Een woordvoerder van Countryside weigerde commentaar te geven en verwees naar de verklaring van het bedrijf van maandag, waarin het zei dat het bod van In-Cap geen rekening hield met, onder andere, zijn marktleidende positie in de bouw van gemengde huurwoningen.
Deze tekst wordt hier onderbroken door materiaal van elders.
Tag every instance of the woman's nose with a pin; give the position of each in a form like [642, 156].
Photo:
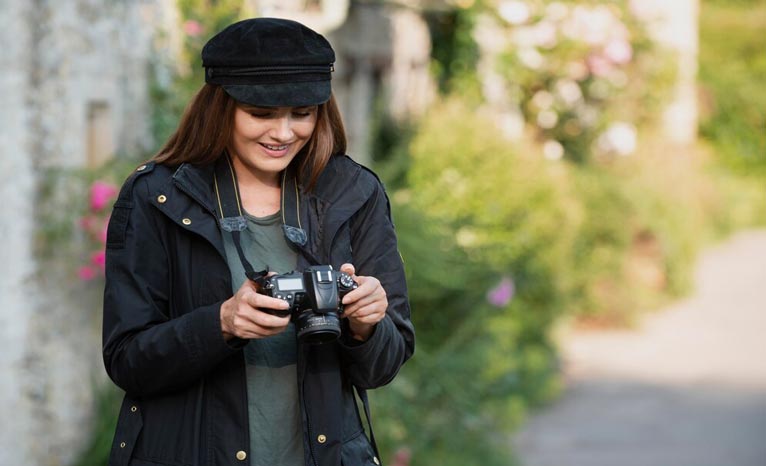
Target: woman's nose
[283, 129]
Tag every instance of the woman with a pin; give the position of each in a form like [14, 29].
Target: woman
[253, 179]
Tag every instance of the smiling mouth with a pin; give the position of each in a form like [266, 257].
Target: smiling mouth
[277, 148]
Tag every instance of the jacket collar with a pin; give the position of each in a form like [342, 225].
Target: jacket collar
[197, 182]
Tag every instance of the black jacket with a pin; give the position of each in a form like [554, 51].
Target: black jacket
[166, 278]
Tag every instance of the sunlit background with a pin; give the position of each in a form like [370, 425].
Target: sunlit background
[556, 171]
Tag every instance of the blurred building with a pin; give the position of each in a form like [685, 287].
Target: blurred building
[73, 92]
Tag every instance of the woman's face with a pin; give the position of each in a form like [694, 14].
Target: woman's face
[266, 139]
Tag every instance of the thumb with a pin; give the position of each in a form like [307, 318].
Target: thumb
[348, 268]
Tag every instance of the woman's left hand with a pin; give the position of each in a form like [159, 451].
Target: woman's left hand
[365, 306]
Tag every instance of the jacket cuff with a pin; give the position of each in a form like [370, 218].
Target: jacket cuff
[359, 351]
[205, 336]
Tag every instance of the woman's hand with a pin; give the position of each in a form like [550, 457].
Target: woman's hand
[365, 306]
[243, 314]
Countryside heeft de laatste jaren moeite gehad om aandeelhouders te behagen en zijn prestaties bleven achter bij die van zijn rivalen in een tijd waarin beursgenoteerde Britse huizenbouwers geprofiteerd hebben van de sterke vraag naar nieuwe woningen. Zelfs na de biedingen van In-Cap zijn de aandelen van Countryside dit jaar met 37% gedaald.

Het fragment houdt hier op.